What am I missing here? Surely the time series value is the target value in this case? Is there an expectation of more fields here, and can one actually add additional features as columns to a time series model in this way?


Solution

  • I guess from your question that you are using "forecasting models". Please note that it is in "Preview" Product launch stage with all consequences of that fact.

    In the documentation you may find Training data structure following information:

    • There must be at least two and no more than 1,000 columns.

    For datasets that train AutoML models, one column must be the target, and there must be at least one feature available to train the model. If the training data does not include the target column, Vertex AI cannot associate the training data with the desired result.

    I suppose you are using AutoML models so in this situation you need to have 3 columns in the data set:

    • Time column - used to place the observation represented by that row in time
    • time series identifier column as "Forecasting training data usually includes multiple time series"
    • and target column which is value that model should learn to predict.

    If you want to predict orders this should be target column. But before you are choosing this target this "time series identifier column" is already chosen in previous step, so you do not have available column to choose.

    So you need to add to your BigQuery table at least one additional column with will be used as time series column.

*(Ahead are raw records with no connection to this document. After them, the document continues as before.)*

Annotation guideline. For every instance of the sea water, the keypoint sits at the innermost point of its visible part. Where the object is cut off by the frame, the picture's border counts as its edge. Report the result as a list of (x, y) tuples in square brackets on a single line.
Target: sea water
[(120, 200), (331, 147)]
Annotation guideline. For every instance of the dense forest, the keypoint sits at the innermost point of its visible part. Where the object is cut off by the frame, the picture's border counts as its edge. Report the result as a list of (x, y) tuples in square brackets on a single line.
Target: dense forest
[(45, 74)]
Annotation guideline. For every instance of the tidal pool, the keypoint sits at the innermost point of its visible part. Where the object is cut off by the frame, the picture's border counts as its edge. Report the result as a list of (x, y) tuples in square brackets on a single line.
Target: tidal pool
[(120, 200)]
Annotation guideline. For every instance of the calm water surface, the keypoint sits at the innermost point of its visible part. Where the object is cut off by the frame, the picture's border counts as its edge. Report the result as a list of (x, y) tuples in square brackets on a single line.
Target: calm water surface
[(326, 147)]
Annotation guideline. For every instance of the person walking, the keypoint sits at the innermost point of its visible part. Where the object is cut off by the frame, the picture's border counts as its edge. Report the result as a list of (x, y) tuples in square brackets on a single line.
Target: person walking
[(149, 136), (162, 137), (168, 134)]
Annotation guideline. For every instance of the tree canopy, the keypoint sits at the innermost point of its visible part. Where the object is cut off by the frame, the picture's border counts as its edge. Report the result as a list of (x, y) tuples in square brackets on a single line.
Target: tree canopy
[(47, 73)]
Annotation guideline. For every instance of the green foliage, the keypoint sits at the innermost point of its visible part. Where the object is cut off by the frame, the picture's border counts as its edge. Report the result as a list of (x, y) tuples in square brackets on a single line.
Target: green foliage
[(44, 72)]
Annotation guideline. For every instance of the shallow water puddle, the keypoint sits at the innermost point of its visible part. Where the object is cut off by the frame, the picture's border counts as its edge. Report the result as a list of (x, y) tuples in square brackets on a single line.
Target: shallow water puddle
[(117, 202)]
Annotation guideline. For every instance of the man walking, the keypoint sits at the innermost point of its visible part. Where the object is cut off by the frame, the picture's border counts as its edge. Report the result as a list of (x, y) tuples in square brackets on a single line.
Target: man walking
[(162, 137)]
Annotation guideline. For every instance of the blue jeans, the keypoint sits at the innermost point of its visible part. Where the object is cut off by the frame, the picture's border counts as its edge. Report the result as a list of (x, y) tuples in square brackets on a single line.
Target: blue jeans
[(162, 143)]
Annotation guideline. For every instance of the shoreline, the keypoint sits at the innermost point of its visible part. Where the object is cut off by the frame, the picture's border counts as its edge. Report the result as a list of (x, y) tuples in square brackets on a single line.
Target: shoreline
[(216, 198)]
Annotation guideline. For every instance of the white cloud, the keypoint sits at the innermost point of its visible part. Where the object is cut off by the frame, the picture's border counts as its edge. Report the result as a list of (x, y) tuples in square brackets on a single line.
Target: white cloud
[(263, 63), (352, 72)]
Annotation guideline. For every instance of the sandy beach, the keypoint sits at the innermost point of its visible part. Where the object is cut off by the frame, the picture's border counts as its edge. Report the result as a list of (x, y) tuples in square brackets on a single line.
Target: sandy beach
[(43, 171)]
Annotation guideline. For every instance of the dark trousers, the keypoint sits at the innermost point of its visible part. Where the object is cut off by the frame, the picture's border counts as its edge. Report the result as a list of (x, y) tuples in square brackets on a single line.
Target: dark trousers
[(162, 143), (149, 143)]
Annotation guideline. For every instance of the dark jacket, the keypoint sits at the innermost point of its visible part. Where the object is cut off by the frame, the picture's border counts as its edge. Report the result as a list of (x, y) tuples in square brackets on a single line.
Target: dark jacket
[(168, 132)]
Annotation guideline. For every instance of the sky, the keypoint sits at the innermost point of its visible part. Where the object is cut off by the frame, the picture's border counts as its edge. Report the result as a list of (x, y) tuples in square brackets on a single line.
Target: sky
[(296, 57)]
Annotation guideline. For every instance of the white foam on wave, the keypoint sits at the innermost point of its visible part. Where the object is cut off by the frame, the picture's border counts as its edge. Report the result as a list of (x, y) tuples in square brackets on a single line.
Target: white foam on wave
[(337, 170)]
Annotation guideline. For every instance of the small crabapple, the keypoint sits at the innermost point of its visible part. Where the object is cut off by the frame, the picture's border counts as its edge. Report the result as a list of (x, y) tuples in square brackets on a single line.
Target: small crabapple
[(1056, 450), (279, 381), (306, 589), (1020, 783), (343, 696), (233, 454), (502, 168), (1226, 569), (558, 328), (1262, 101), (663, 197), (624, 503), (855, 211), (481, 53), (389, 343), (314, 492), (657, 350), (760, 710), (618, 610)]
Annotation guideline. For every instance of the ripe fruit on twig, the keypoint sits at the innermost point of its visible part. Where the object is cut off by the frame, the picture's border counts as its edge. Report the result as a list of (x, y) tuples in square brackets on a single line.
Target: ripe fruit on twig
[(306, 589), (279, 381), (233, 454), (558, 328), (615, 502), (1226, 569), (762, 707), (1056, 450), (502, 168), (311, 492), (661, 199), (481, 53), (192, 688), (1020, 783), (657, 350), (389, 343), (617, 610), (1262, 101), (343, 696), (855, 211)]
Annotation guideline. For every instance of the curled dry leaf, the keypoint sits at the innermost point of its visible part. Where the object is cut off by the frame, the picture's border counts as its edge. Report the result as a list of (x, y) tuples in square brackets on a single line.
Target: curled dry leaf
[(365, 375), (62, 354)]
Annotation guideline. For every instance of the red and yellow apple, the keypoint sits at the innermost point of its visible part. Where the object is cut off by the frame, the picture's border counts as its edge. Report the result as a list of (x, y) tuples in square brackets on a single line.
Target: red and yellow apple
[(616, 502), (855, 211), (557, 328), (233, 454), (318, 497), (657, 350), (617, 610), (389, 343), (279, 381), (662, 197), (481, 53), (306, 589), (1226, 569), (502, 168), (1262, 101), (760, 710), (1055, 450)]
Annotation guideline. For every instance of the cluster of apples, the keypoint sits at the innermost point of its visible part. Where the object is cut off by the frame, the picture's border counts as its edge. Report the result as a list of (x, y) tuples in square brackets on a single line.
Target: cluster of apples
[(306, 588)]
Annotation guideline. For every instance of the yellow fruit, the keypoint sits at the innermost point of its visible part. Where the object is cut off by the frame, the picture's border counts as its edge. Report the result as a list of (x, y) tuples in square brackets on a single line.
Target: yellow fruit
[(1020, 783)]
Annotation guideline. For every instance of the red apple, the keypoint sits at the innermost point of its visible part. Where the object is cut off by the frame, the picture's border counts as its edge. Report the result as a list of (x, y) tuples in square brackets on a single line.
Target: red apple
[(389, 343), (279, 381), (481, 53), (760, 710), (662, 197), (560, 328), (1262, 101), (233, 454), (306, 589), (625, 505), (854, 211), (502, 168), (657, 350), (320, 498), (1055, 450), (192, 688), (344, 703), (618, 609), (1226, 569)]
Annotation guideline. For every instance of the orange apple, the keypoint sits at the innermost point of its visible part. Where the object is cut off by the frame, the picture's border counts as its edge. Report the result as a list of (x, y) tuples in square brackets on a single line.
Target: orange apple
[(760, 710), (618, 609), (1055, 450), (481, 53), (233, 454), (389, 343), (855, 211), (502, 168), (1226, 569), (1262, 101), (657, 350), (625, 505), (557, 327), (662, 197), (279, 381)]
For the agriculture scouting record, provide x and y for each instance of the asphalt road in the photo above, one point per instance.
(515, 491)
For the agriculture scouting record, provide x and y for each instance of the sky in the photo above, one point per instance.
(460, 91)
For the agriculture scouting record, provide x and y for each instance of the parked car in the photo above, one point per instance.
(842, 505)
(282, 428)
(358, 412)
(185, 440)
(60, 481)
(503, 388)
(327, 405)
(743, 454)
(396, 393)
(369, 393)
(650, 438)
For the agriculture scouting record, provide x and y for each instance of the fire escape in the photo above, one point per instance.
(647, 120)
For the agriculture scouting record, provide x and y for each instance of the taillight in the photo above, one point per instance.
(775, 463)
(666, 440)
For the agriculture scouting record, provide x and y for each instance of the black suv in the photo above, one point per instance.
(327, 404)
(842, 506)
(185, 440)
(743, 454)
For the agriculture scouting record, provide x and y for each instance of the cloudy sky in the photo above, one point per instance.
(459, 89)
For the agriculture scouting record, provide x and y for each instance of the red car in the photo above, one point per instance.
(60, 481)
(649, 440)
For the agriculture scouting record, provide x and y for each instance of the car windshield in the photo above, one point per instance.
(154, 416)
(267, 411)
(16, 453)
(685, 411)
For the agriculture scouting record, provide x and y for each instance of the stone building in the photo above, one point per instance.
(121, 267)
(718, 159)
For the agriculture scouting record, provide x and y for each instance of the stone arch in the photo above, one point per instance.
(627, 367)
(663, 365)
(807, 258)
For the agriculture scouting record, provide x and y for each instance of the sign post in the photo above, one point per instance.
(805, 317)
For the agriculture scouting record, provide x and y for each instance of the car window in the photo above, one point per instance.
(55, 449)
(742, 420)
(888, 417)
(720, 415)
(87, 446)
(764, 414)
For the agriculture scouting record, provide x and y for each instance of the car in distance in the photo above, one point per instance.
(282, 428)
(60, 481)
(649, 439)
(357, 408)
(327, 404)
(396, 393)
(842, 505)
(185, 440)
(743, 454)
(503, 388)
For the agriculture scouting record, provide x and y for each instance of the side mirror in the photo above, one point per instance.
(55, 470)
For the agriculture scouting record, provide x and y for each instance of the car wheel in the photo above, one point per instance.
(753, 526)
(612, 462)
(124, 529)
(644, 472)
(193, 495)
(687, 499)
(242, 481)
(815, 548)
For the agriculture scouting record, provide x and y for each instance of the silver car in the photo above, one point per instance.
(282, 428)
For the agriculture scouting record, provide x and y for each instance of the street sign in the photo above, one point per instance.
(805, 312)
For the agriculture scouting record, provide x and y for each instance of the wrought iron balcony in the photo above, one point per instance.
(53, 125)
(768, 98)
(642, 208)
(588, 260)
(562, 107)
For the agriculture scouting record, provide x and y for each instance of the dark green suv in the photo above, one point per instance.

You can add to your data set column with the same value in each row. This concept is presented in Forecasting data preparation best practices:

    You can train a forecasting model on a single time series (in other words, the time series identifier column contains the same value for all rows). However, Vertex AI is a better fit for training data that contains two or more time series. For best results, you should have at least 10 time series for every column used to train the model.